Donna Cassidy, who has worked as a carer for 15 years, had been in the job for 18 months when she first heard about the equal pay claim.

She was one of the women who signed a lump sum deal in 2005 - but then found out she could be entitled to equal pay and joined with Action 4 Equality Scotland, run by Mark.

Mrs Cassidy said: “My son was only a year old at the time and I was busy with him. You would finish your shift and then go home for your day to begin again. I was too tired and busy to understand all the details.

“This time I feel I know everything because of Mark and how he has kept us informed. I cannot thank him enough.”

New council leader Susan Aitken said her administration accepts the need to address the fact female staff are excluded from some salary schemes.

Mr Irvine said: “People will get the recognition they deserve. The best laid plans of people in the council to avoid paying out this money have all come unstuck.

“My mum worked in these kind of jobs all her life then she was supported by home carers before she died.”

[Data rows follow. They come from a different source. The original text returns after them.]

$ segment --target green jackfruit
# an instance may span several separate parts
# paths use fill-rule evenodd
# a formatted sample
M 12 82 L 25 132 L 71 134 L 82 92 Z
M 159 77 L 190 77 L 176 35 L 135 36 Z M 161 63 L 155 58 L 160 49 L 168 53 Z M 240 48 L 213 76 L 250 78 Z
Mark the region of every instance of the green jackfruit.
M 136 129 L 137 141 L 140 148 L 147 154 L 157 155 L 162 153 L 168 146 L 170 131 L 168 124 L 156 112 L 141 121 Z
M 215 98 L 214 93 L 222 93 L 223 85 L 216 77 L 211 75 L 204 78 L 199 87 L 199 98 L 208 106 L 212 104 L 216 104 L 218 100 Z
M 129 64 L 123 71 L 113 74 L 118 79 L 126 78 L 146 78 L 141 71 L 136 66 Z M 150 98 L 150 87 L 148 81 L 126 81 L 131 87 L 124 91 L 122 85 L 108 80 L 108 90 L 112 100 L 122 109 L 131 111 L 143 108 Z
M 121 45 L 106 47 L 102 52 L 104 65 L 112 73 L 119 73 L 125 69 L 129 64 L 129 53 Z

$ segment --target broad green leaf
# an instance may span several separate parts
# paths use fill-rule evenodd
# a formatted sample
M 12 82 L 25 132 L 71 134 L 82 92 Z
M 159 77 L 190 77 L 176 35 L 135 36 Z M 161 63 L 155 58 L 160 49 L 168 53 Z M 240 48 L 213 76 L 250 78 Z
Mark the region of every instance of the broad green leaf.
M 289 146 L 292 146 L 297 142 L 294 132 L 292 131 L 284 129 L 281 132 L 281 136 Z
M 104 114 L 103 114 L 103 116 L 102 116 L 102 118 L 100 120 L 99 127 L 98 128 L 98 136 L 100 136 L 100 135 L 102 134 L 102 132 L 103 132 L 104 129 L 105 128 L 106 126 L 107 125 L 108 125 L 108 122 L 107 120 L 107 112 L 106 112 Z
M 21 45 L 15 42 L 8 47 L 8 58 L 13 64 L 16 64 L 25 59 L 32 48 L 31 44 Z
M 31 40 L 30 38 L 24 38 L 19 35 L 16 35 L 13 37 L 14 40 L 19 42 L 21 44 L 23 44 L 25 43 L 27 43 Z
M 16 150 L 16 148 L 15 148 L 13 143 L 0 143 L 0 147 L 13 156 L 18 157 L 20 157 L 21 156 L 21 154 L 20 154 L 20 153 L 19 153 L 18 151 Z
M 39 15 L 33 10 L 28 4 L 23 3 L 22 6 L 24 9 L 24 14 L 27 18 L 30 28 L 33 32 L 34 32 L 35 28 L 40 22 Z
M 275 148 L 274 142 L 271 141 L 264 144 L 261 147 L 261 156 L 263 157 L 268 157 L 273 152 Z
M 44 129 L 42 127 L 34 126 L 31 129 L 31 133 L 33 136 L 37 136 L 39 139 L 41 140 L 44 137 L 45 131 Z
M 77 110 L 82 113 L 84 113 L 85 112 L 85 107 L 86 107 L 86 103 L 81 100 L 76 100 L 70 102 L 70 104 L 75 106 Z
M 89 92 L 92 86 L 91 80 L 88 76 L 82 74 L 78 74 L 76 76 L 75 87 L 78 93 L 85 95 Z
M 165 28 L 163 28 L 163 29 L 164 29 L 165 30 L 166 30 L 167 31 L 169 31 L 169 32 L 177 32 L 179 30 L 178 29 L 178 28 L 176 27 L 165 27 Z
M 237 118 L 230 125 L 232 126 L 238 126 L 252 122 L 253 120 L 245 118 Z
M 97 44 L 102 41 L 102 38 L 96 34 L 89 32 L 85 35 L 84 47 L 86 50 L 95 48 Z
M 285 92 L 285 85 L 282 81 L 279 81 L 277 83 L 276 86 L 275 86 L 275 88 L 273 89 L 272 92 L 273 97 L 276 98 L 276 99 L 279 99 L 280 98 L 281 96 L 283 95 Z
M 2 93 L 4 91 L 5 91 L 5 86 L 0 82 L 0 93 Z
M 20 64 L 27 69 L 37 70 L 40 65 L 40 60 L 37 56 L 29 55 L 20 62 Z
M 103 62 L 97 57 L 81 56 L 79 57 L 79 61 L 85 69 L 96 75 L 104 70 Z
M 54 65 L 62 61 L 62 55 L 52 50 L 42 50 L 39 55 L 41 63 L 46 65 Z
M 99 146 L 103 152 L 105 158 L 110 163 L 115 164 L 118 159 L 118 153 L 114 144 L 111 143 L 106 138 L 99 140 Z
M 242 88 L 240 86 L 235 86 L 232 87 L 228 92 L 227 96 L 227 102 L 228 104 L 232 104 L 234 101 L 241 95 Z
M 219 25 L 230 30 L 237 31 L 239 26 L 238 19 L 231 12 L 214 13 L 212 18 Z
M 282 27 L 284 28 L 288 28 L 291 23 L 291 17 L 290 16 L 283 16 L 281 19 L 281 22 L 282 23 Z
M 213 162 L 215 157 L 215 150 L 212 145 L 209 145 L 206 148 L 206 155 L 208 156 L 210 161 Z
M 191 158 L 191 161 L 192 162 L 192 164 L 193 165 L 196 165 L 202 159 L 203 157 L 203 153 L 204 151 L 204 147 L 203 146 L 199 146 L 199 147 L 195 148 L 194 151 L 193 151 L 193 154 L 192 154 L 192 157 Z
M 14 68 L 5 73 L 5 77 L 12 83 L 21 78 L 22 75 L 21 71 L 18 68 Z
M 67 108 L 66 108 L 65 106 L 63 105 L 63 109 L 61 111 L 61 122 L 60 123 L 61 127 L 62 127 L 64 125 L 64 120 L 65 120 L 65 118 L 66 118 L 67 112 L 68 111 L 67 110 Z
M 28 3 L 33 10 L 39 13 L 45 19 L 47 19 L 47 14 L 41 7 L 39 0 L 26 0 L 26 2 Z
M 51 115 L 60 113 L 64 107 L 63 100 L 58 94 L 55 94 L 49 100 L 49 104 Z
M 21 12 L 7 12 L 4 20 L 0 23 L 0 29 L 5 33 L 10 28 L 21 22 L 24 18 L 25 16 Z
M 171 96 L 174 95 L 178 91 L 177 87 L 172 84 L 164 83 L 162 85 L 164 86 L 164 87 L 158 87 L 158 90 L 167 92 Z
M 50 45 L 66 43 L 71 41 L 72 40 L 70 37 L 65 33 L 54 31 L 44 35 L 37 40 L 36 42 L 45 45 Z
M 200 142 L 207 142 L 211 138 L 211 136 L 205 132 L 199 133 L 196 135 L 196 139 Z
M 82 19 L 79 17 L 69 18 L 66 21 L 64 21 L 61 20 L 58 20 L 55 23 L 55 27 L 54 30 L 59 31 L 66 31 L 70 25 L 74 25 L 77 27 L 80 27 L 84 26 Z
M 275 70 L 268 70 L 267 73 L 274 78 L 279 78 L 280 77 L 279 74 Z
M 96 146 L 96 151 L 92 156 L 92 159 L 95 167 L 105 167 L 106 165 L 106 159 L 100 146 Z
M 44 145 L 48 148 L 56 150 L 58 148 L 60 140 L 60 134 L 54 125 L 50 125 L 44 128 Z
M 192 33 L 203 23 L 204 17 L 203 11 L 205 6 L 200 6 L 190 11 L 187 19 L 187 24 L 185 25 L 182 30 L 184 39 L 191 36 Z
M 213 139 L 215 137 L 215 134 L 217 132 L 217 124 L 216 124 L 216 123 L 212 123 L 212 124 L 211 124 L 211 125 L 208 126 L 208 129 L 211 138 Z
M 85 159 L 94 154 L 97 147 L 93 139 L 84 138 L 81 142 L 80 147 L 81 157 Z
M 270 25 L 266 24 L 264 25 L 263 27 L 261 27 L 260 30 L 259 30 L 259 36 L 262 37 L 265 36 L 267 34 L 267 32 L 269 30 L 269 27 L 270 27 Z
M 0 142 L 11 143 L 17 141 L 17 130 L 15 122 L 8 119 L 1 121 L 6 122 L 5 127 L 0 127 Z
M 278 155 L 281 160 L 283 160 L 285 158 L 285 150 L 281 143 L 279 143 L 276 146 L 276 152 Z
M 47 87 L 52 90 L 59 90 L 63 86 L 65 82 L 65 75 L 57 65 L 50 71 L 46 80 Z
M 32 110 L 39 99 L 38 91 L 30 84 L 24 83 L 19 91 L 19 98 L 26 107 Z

Frances Stojilkovic, who was a carer and is now a coordinator has 14 years service. She said: “The news last week was amazing.

“It’s also very sad as there are colleagues I have worked with all these years who have passed away.

“Mark is amazing and if it wasn’t for him fighting we wouldn’t have won the victory.

“Mark deserves the credit for this win - if it wasn’t for him fighting we would have nothing.”

In response to the praise for the women he has helped, Mr Irvine said: “I will leave people to make up their own minds.

“I am just doing what I have done all my life: stand up and not let the little guys have the wool pulled over their eyes by the big guys.

“There are stories that would make you weep. One woman has terminal cancer now, many have died.

“They could have spend this money on their families.

“It is damnable that people could have been treated this way.”